The sequel to The Song of the Sword (2014) improves on its foundation.
Ariane Forsythe is changing. She can
feel the recently claimed shard of Excalibur, the legendary sword of King
Arthur, infecting her thoughts and feelings with its cold desire to kill. It’s
this drive to violence that leads to Ariane’s vigorous defense of herself
against school bullies landing said bullies in the hospital. Wally Knight,
Ariane’s friend and partner in her quest to reclaim the shards of Excalibur, is
shocked when Ariane doesn’t visit him when he is hospitalized after an accident
and is further horrified to learn Ariane’s powers have hospitalized his sister,
one of the bullies.

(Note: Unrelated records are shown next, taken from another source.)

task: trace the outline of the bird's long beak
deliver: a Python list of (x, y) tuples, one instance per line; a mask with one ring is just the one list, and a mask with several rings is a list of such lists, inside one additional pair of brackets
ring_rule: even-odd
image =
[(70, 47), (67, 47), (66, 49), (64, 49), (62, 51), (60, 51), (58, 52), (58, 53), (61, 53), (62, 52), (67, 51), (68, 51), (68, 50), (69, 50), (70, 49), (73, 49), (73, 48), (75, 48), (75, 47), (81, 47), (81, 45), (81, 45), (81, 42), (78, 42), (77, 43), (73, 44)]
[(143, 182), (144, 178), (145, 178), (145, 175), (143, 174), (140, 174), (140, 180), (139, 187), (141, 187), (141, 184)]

Wally’s discomfort with Ariane’s recent behavior is further
deepened when Rex Major (Merlin, in his contemporary guise) encourages Wally to
question the motives of the Lady of the Lake, who tasked Ariane and Wally with
the quest. When Ariane discovers new powers, she uses them to travel to the
location of the next shard—but her unpredictable actions there lead to danger
and distrust. Willett realistically explores the difficulties Ariane and Wally
face and paints Rex Major in such a light that readers may be unsure as to
whether he is a master manipulator or misunderstood hero.
Engrossing and more nuanced than its predecessor.